Literary Agent Hypothesis
One of my favorite fan fiction thought experiments is what the TV Tropes website refers to as the "Literary Agent Hypothesis". Basically, it's when fan theories propose the possibility that the fiction being presented is actually based on real people and/or events. The person or people publicly acknowledged as responsible for the fiction are really acting as a "literary agent" but beyond the usual agent's tasks of manage and plan they help keep the real life characters that were involved anonymous. This shouldn't be confused with "based on true events". The retelling (or dramatization) is purposely presented as "pure fiction" even though it is not.
Reasons why a real life story would be presented as fictional include:
Preemptively discrediting witnesses who might disclose the true facts and events. See the Stargate SG-1 example below.
Getting around something sacred such as an oath of secrecy or legal reasons such as a non-disclosure agreement. An example would be the fan theory that J.K. Rowling is Rita Skeeter in real life exposing the true existence of the magic world.
The profit from labeling real events as "fiction" helps to finance further real adventures. Jake Speed and his sidekick are an example of this reason.

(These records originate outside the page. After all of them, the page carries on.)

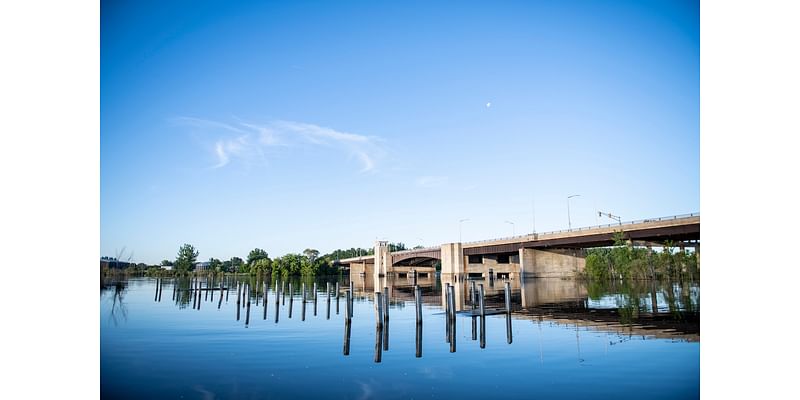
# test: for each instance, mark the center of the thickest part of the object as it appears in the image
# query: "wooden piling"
(385, 303)
(508, 297)
(472, 295)
(385, 333)
(219, 305)
(266, 291)
(346, 350)
(379, 308)
(418, 302)
(378, 339)
(509, 336)
(291, 299)
(347, 305)
(483, 331)
(481, 303)
(247, 317)
(278, 290)
(474, 328)
(238, 294)
(418, 352)
(452, 302)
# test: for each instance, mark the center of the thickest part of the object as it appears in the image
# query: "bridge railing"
(401, 252)
(623, 224)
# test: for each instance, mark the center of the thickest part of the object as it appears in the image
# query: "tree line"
(258, 262)
(624, 261)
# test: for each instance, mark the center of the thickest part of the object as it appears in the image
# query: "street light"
(459, 228)
(513, 228)
(569, 221)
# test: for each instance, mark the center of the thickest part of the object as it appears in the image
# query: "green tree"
(236, 264)
(256, 254)
(187, 257)
(215, 264)
(261, 266)
(312, 254)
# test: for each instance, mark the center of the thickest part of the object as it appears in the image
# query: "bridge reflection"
(642, 309)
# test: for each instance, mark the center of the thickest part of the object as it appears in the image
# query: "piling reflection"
(649, 309)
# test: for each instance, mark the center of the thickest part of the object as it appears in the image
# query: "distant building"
(202, 266)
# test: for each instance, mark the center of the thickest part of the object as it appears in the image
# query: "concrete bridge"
(558, 254)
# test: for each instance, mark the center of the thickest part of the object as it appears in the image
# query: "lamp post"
(569, 220)
(513, 228)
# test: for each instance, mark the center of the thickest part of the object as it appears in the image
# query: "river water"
(563, 339)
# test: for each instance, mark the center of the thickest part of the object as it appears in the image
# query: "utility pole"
(614, 217)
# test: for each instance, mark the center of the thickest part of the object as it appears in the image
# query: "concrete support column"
(551, 263)
(453, 259)
(383, 260)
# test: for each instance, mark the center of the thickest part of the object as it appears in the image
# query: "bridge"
(557, 254)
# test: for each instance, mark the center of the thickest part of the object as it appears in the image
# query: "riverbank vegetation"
(625, 261)
(258, 262)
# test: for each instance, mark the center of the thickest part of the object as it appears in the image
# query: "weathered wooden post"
(219, 305)
(385, 303)
(266, 291)
(328, 290)
(351, 301)
(278, 291)
(472, 295)
(303, 305)
(347, 315)
(481, 303)
(346, 350)
(452, 317)
(247, 317)
(474, 328)
(452, 301)
(508, 297)
(291, 299)
(418, 302)
(238, 294)
(483, 331)
(509, 336)
(447, 312)
(379, 308)
(418, 353)
(385, 333)
(378, 337)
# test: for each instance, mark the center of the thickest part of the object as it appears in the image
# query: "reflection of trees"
(118, 308)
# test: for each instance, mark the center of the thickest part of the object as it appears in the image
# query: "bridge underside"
(657, 235)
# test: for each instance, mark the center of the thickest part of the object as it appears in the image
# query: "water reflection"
(647, 309)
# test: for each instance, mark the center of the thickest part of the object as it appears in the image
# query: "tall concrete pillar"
(383, 260)
(453, 258)
(550, 263)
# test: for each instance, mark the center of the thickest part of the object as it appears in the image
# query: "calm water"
(564, 339)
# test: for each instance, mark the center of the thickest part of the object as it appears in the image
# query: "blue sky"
(330, 124)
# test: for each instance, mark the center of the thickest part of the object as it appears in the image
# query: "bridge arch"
(418, 257)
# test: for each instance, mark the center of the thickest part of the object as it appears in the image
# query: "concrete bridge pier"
(555, 263)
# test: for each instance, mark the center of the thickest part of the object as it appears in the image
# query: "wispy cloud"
(431, 181)
(246, 142)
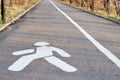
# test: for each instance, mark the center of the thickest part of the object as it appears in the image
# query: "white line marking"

Hiding the truth in plain sight for only select people to pick up on. For example, the fan theory that Matt Groening is a time traveler.
Probably the best example of lampshading this idea can be found in Stargate: SG-1. In the Stargate universe there is an in-universe show titled Wormhole X-Treme! that violated national security but the U.S. Air Force embraced the idea after the fact as a way to discredit future leaks about the Stargate program.
The later episodes "Prometheus" and "Citizen Joe" demonstrates the plan didn't quite work out as hoped.
Or maybe it worked out perfectly if the Canadian government really has an alien technology transportation device. Nobody would suspect the Canadians. Stargate SG-1 is filmed in Vancouver about an American secret program in Colorado. Classic misdirection.